The tiny organisms, known as the protosterol biota, are classified as "eukaryotes," a group of organisms.
Eukaryotes have a sophisticated cell structure that comprises a nucleus, which serves as the control and information hub of the cell, and mitochondria, which are referred to as the powerhouse of the cell.
They may have been around for two billion years, according to some estimates.
Since there aren't many fossils of these animals, scientists have attempted to look for molecular fossils, like the unique steroid compounds eukaryotes may leave behind in rocks, The Independent reported.
Fungi, plants, animals, and single-celled organisms like amoebae are examples of modern eukaryotes that live on Earth.
Dr. Benjamin Nettersheim, who finished his PhD at the Australian National University (ANU) and is currently based at the University of Bremen in Germany, said: “Molecular remains of the protosterol biota detected in 1.6-billion-year-old rocks appear to be the oldest remnants of our own lineage; they lived even before LECA (last eukaryotic common ancestor)."
He added: "These ancient creatures were abundant in marine ecosystems across the world and probably shaped ecosystems for much of Earth’s history."
He continued, "Modern forms of eukaryotes are so powerful and dominant today that researchers thought they should have conquered the ancient oceans on Earth more than a billion years ago."
He also said that the study reveals that protosterol biota were abundant in the world's ancient oceans and lakes, but scientists had not known how to look for them until now.
Researchers from ANU suggested that the Last Eukaryotic Common Ancestor (LECA) may have been the first predators on Earth, shaping ecosystems for much of Earth's history.

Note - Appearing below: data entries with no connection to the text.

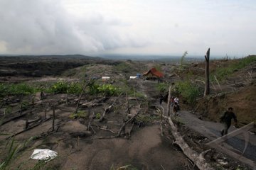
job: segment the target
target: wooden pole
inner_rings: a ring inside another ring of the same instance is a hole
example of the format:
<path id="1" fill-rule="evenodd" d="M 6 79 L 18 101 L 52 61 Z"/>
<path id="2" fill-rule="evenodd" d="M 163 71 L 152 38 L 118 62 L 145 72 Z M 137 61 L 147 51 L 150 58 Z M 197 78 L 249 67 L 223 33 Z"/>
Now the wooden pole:
<path id="1" fill-rule="evenodd" d="M 206 86 L 203 96 L 206 96 L 210 94 L 210 78 L 209 78 L 209 62 L 210 62 L 210 48 L 207 50 L 206 59 Z"/>
<path id="2" fill-rule="evenodd" d="M 171 115 L 171 85 L 169 86 L 169 94 L 168 94 L 168 102 L 167 102 L 167 115 Z"/>
<path id="3" fill-rule="evenodd" d="M 53 105 L 53 131 L 54 131 L 54 123 L 55 123 L 55 106 Z"/>

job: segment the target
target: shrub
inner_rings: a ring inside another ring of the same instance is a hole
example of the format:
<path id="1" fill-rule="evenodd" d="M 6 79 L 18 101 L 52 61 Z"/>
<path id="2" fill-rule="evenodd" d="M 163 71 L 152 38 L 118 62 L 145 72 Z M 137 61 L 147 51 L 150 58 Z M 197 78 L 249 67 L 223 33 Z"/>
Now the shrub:
<path id="1" fill-rule="evenodd" d="M 218 68 L 215 72 L 211 73 L 210 81 L 215 81 L 215 75 L 218 81 L 222 81 L 238 69 L 242 69 L 254 62 L 256 62 L 256 56 L 255 55 L 238 60 L 228 67 Z"/>
<path id="2" fill-rule="evenodd" d="M 113 96 L 117 94 L 117 89 L 112 84 L 103 84 L 97 88 L 100 93 L 103 93 L 106 96 Z"/>
<path id="3" fill-rule="evenodd" d="M 100 118 L 101 118 L 100 113 L 97 113 L 97 114 L 95 115 L 95 118 L 96 118 L 97 119 L 100 119 Z"/>
<path id="4" fill-rule="evenodd" d="M 68 84 L 66 81 L 59 81 L 55 83 L 50 89 L 54 94 L 65 94 L 68 89 Z"/>
<path id="5" fill-rule="evenodd" d="M 198 87 L 193 84 L 190 81 L 177 82 L 175 85 L 175 89 L 190 104 L 195 103 L 196 98 L 200 94 Z"/>
<path id="6" fill-rule="evenodd" d="M 160 93 L 168 91 L 169 84 L 165 83 L 159 83 L 156 85 L 156 89 Z"/>
<path id="7" fill-rule="evenodd" d="M 39 91 L 39 89 L 26 83 L 0 84 L 0 96 L 7 95 L 28 95 Z"/>
<path id="8" fill-rule="evenodd" d="M 54 94 L 80 94 L 82 92 L 82 85 L 80 83 L 68 83 L 59 81 L 50 87 L 50 92 Z"/>

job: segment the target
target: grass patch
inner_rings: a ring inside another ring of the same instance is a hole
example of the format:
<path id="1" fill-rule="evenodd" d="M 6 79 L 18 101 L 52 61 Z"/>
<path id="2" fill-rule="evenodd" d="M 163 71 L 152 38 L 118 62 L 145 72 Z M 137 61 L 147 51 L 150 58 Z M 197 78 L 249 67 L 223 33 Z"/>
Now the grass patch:
<path id="1" fill-rule="evenodd" d="M 164 93 L 165 91 L 167 91 L 169 89 L 169 84 L 166 83 L 159 83 L 156 84 L 156 89 L 160 93 Z"/>
<path id="2" fill-rule="evenodd" d="M 113 69 L 120 72 L 129 73 L 131 69 L 132 69 L 132 68 L 129 64 L 123 62 L 118 64 L 117 65 L 114 66 Z"/>
<path id="3" fill-rule="evenodd" d="M 65 81 L 58 81 L 50 88 L 50 91 L 54 94 L 80 94 L 82 90 L 82 84 Z"/>
<path id="4" fill-rule="evenodd" d="M 200 94 L 199 88 L 190 81 L 178 81 L 175 84 L 175 91 L 180 94 L 189 104 L 194 104 Z"/>
<path id="5" fill-rule="evenodd" d="M 26 83 L 6 84 L 0 83 L 0 97 L 9 95 L 28 95 L 40 91 L 40 89 Z"/>
<path id="6" fill-rule="evenodd" d="M 256 62 L 255 55 L 234 60 L 233 63 L 230 64 L 228 67 L 219 67 L 214 72 L 210 73 L 210 79 L 211 81 L 215 82 L 216 80 L 214 78 L 214 76 L 215 76 L 218 81 L 223 81 L 235 72 L 243 69 L 254 62 Z"/>

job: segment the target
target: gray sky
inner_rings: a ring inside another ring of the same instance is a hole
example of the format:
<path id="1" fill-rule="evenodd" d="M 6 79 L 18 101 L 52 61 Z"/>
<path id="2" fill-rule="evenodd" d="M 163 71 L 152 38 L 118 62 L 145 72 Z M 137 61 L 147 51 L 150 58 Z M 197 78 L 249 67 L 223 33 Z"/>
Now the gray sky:
<path id="1" fill-rule="evenodd" d="M 0 54 L 256 54 L 255 0 L 0 0 Z"/>

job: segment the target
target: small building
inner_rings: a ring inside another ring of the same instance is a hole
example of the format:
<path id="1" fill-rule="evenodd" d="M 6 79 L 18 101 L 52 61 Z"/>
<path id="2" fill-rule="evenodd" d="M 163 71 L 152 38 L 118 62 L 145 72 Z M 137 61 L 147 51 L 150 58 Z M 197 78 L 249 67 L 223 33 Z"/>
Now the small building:
<path id="1" fill-rule="evenodd" d="M 164 74 L 158 71 L 156 68 L 149 69 L 147 72 L 143 74 L 146 79 L 160 79 L 164 77 Z"/>

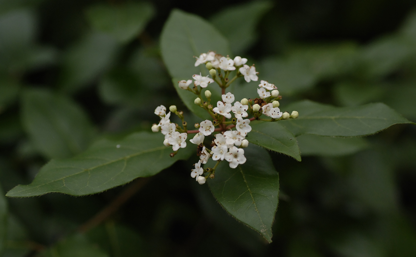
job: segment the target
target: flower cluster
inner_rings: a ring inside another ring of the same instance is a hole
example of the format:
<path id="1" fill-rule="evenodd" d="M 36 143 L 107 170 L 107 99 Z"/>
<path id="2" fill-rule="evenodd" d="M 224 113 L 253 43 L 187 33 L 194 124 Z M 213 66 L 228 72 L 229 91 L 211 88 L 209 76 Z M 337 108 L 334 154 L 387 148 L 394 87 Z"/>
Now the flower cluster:
<path id="1" fill-rule="evenodd" d="M 247 59 L 237 56 L 232 59 L 228 56 L 223 56 L 213 52 L 201 54 L 195 58 L 195 67 L 205 64 L 209 75 L 203 76 L 201 73 L 194 74 L 193 80 L 178 81 L 178 86 L 196 95 L 198 97 L 194 103 L 206 111 L 212 120 L 207 119 L 196 124 L 197 130 L 188 130 L 182 111 L 178 111 L 176 106 L 172 105 L 169 108 L 170 111 L 166 114 L 166 107 L 161 105 L 155 110 L 155 114 L 160 117 L 160 121 L 158 124 L 153 125 L 152 130 L 158 132 L 160 130 L 164 135 L 163 144 L 171 146 L 174 151 L 171 153 L 172 157 L 177 153 L 180 148 L 186 147 L 188 134 L 196 134 L 189 141 L 198 146 L 197 155 L 199 156 L 200 160 L 195 163 L 195 168 L 191 170 L 191 176 L 202 184 L 208 177 L 214 178 L 215 169 L 220 161 L 225 160 L 233 168 L 245 162 L 243 148 L 248 146 L 248 141 L 245 138 L 251 131 L 250 121 L 255 120 L 276 121 L 296 119 L 299 114 L 296 111 L 292 111 L 291 114 L 280 111 L 277 100 L 282 97 L 277 88 L 265 80 L 260 81 L 257 89 L 259 98 L 255 99 L 244 98 L 240 101 L 235 101 L 234 94 L 229 92 L 225 93 L 225 89 L 238 77 L 244 77 L 248 82 L 258 80 L 258 72 L 256 72 L 254 64 L 249 66 L 245 64 Z M 230 79 L 228 76 L 232 74 L 234 74 L 234 77 Z M 212 78 L 209 77 L 210 75 Z M 203 101 L 201 96 L 203 89 L 214 82 L 222 91 L 220 99 L 217 99 L 215 107 L 211 104 L 213 96 L 209 90 L 205 90 L 204 92 L 206 101 Z M 193 86 L 190 86 L 192 84 Z M 171 122 L 171 113 L 181 119 L 183 128 Z M 253 117 L 248 118 L 249 114 Z M 263 114 L 271 119 L 260 118 Z M 206 138 L 213 136 L 212 140 Z M 206 145 L 204 142 L 211 143 Z M 215 166 L 203 168 L 202 164 L 206 164 L 210 158 L 217 161 Z M 204 172 L 208 175 L 204 176 Z"/>

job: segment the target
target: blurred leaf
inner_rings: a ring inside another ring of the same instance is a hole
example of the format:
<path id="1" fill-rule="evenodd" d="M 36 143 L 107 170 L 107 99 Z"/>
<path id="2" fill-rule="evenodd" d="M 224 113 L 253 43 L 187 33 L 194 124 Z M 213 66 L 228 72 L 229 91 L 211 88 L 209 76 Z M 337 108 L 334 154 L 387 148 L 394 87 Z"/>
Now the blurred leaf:
<path id="1" fill-rule="evenodd" d="M 277 208 L 279 174 L 267 151 L 250 146 L 247 161 L 235 169 L 220 163 L 208 184 L 217 200 L 230 214 L 272 242 L 272 224 Z M 261 165 L 259 165 L 259 162 Z"/>
<path id="2" fill-rule="evenodd" d="M 8 210 L 7 200 L 0 185 L 0 256 L 2 256 L 5 248 Z"/>
<path id="3" fill-rule="evenodd" d="M 194 74 L 208 71 L 195 67 L 195 59 L 209 51 L 226 56 L 231 54 L 227 40 L 201 17 L 178 10 L 172 11 L 161 35 L 161 50 L 171 77 L 189 79 Z M 176 80 L 178 81 L 178 80 Z"/>
<path id="4" fill-rule="evenodd" d="M 305 134 L 296 137 L 302 156 L 340 156 L 352 154 L 368 147 L 360 137 L 329 137 Z"/>
<path id="5" fill-rule="evenodd" d="M 74 92 L 91 83 L 112 64 L 119 45 L 103 33 L 89 34 L 64 54 L 61 87 Z"/>
<path id="6" fill-rule="evenodd" d="M 342 82 L 335 85 L 334 92 L 338 102 L 344 106 L 357 106 L 382 100 L 387 93 L 386 85 Z"/>
<path id="7" fill-rule="evenodd" d="M 181 149 L 174 158 L 163 137 L 147 132 L 134 133 L 121 140 L 102 139 L 70 159 L 52 160 L 44 166 L 30 185 L 18 185 L 7 195 L 19 197 L 56 192 L 73 195 L 89 195 L 152 176 L 195 151 Z"/>
<path id="8" fill-rule="evenodd" d="M 228 40 L 233 52 L 240 54 L 255 42 L 257 24 L 272 7 L 269 1 L 253 1 L 227 8 L 210 20 Z"/>
<path id="9" fill-rule="evenodd" d="M 172 82 L 173 84 L 173 86 L 175 87 L 175 89 L 176 89 L 178 94 L 179 95 L 181 99 L 182 100 L 182 102 L 183 102 L 185 106 L 188 107 L 188 109 L 190 111 L 202 119 L 212 119 L 212 117 L 208 114 L 208 111 L 194 103 L 194 101 L 197 97 L 198 97 L 198 96 L 192 92 L 179 88 L 179 86 L 178 85 L 178 82 L 179 80 L 178 79 L 173 78 L 172 79 Z M 192 86 L 192 84 L 191 84 L 191 86 Z M 217 87 L 217 86 L 216 84 L 215 84 L 213 85 L 213 86 Z M 204 92 L 207 90 L 209 89 L 211 94 L 211 104 L 213 106 L 216 106 L 217 101 L 221 100 L 221 93 L 220 92 L 218 93 L 217 90 L 213 90 L 212 89 L 210 88 L 210 87 L 212 87 L 208 86 L 206 88 L 203 89 L 202 91 L 201 92 L 201 101 L 203 102 L 206 100 L 203 98 L 205 97 Z M 218 88 L 219 89 L 220 87 L 218 86 Z"/>
<path id="10" fill-rule="evenodd" d="M 414 42 L 404 37 L 381 38 L 364 47 L 360 58 L 366 77 L 386 77 L 401 68 L 407 61 L 416 57 Z"/>
<path id="11" fill-rule="evenodd" d="M 20 85 L 15 82 L 0 77 L 0 113 L 17 98 Z"/>
<path id="12" fill-rule="evenodd" d="M 287 110 L 297 111 L 299 117 L 280 124 L 295 136 L 315 134 L 333 136 L 371 135 L 395 124 L 411 123 L 384 104 L 336 107 L 309 100 L 294 103 Z"/>
<path id="13" fill-rule="evenodd" d="M 114 222 L 106 222 L 89 232 L 90 242 L 97 244 L 112 256 L 139 257 L 147 256 L 143 240 L 134 230 Z"/>
<path id="14" fill-rule="evenodd" d="M 296 138 L 277 122 L 253 121 L 247 139 L 249 142 L 269 150 L 282 153 L 300 161 L 300 153 Z"/>
<path id="15" fill-rule="evenodd" d="M 87 10 L 87 16 L 97 30 L 127 43 L 141 33 L 154 12 L 153 5 L 146 2 L 100 3 Z"/>
<path id="16" fill-rule="evenodd" d="M 291 95 L 314 86 L 319 80 L 350 72 L 357 59 L 351 44 L 295 48 L 284 58 L 268 58 L 261 63 L 262 79 Z"/>
<path id="17" fill-rule="evenodd" d="M 108 257 L 104 251 L 90 243 L 84 235 L 77 235 L 59 242 L 41 254 L 44 257 Z"/>
<path id="18" fill-rule="evenodd" d="M 24 128 L 48 158 L 73 156 L 85 150 L 94 137 L 87 115 L 66 96 L 46 89 L 27 89 L 22 101 Z"/>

According to Professor Jochen Brocks from ANU, who made the discovery with Dr Nettersheim, the protosterol biota were "more complex than bacteria and presumably larger," although it is unknown what they looked like.
“We believe they may have been the first predators on Earth, hunting and devouring bacteria,” he said.
Prof. Brocks suggests that these creatures thrived from about 1.6 billion years ago up until about 800 million years ago.
However, the precise date of the protosterol biota's extinction is unknown.
Furthermore, the study says that fossil fat molecules found in a 1.6 billion-year-old rock hint at the existence of early complex creatures.